For each interface, the transmit scheduler (mqnic_tx_scheduler_block) in the interface module decides which queues are designated for transmission. The transmit scheduler generates commands for the transmit engine, which coordinates operations on the transmit datapath. The scheduler module is a flexible functional block that can be modified or replaced to support arbitrary schedules, which may be event driven. The default implementation of the scheduler in tx_scheduler_rr is simple round robin. All ports associated with the same interface module share the same set of transmit queues and appear as a single, unified interface to the operating system. This enables flows to be migrated between ports or load-balanced across multiple ports by changing only the transmit scheduler settings without affecting the rest of the network stack.

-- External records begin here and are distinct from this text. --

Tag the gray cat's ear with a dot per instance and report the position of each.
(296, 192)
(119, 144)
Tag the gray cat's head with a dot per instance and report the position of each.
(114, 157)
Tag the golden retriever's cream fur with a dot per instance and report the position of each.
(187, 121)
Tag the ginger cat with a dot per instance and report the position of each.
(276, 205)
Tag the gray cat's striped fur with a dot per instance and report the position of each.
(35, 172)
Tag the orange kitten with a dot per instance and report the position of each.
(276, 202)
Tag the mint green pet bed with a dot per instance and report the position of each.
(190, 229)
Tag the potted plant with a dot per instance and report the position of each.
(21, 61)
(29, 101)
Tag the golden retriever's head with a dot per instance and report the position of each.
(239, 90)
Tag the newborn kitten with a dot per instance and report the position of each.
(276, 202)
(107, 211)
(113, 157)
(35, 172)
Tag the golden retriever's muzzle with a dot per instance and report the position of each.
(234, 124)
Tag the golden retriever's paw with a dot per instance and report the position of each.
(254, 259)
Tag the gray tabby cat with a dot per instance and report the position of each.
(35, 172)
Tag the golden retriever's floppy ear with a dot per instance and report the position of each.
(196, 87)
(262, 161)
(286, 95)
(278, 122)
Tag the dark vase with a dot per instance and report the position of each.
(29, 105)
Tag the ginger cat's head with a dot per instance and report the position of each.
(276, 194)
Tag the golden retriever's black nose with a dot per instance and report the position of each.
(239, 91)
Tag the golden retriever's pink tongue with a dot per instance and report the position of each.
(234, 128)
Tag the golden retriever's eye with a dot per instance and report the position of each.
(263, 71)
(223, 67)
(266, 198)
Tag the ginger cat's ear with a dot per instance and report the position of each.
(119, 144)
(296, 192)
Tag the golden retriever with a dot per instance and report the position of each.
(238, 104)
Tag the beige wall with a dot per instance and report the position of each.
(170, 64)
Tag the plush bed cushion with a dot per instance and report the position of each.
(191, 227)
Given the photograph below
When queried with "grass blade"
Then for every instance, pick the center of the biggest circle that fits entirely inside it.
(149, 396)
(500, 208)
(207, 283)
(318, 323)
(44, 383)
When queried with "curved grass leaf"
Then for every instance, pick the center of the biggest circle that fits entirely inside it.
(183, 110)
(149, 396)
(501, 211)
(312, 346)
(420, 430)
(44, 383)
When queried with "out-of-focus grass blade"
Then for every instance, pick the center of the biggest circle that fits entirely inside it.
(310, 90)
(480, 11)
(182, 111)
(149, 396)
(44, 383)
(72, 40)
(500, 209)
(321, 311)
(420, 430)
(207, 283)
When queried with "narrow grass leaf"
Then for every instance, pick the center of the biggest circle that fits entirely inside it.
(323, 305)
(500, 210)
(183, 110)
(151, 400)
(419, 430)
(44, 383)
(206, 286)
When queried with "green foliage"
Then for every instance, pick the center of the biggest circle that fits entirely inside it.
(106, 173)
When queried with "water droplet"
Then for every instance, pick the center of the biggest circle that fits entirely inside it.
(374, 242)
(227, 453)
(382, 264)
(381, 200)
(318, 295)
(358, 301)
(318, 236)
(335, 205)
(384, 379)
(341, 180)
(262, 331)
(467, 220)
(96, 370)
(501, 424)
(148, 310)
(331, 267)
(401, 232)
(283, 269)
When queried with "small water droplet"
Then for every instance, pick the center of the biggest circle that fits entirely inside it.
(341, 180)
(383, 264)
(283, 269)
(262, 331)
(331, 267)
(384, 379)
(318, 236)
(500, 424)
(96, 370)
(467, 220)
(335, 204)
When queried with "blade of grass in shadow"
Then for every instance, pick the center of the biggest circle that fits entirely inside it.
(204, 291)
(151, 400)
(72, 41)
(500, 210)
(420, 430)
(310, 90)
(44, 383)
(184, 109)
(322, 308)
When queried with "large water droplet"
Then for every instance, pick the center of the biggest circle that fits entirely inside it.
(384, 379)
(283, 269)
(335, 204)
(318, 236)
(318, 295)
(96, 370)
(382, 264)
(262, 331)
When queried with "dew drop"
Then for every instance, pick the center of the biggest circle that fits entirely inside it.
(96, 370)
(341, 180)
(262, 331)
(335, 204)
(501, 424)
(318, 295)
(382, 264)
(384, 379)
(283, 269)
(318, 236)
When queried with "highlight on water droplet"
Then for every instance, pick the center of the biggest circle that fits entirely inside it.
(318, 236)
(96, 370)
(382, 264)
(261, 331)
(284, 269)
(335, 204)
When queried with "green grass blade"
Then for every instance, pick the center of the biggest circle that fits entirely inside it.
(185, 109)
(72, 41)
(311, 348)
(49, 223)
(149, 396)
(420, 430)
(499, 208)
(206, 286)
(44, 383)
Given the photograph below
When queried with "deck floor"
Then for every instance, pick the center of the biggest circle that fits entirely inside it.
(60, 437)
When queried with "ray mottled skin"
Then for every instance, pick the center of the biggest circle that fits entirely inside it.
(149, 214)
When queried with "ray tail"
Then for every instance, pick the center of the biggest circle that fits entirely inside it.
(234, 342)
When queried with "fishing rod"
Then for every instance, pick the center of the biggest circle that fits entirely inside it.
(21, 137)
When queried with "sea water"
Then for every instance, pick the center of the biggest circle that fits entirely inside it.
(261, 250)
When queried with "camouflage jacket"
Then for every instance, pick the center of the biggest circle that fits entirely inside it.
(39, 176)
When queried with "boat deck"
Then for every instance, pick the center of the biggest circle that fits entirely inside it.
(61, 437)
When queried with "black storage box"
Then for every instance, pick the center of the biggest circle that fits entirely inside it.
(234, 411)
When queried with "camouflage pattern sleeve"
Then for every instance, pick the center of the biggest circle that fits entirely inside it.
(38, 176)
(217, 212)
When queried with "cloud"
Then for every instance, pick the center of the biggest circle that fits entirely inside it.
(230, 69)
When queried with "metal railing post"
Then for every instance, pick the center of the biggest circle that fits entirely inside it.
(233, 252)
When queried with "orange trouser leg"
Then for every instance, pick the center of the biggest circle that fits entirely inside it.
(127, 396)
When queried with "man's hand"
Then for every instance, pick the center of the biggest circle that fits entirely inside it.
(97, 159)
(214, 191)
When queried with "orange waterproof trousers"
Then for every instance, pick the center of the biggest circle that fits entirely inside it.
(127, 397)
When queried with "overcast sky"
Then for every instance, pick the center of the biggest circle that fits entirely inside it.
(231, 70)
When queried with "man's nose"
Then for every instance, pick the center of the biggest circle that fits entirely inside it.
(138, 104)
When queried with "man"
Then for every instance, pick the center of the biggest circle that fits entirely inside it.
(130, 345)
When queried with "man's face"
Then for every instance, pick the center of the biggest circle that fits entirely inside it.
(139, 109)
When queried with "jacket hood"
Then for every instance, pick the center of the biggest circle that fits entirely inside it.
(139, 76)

This dynamic, scheduler-defined mapping of queues to ports is a unique feature of Corundum that can enable research into new protocols and network architectures, including parallel networks and optically-switched networks.

In the receive direction, incoming packets pass through a flow hash module to determine the target receive queue and generate commands for the receive engine, which coordinates operations on the receive datapath. Because all ports in the same interface module share the same set of receive queues, incoming flows on different ports are merged together into the same set of queues.

An application block (mqnic_app_block) is provided for customization, including packet processing, routing, and in-network compute applications. The application block has connections to several different subsystems.

The components on the NIC are interconnected with several different interfaces including AXI lite, AXI stream, and a custom segmented memory interface for DMA operations. AXI lite is used for the control path from the driver to the NIC. It is used to initialize and configure the NIC components and to control the queue pointers during transmit and receive operations. AXI stream interfaces are used for transferring packetized data within the NIC. The segmented memory interface serves to connect the PCIe DMA interface to the NIC datapath and to the descriptor and completion handling logic.

The majority of the NIC logic runs in the PCIe user clock domain, which is nominally 250 MHz for all of the current design variants. Asynchronous FIFOs are used to interface with the MACs, which run in the serializer transmit and receive clock domains as appropriate—156.25 MHz for 10G, 390.625 MHz for 25G, and 322.265625 MHz for 100G.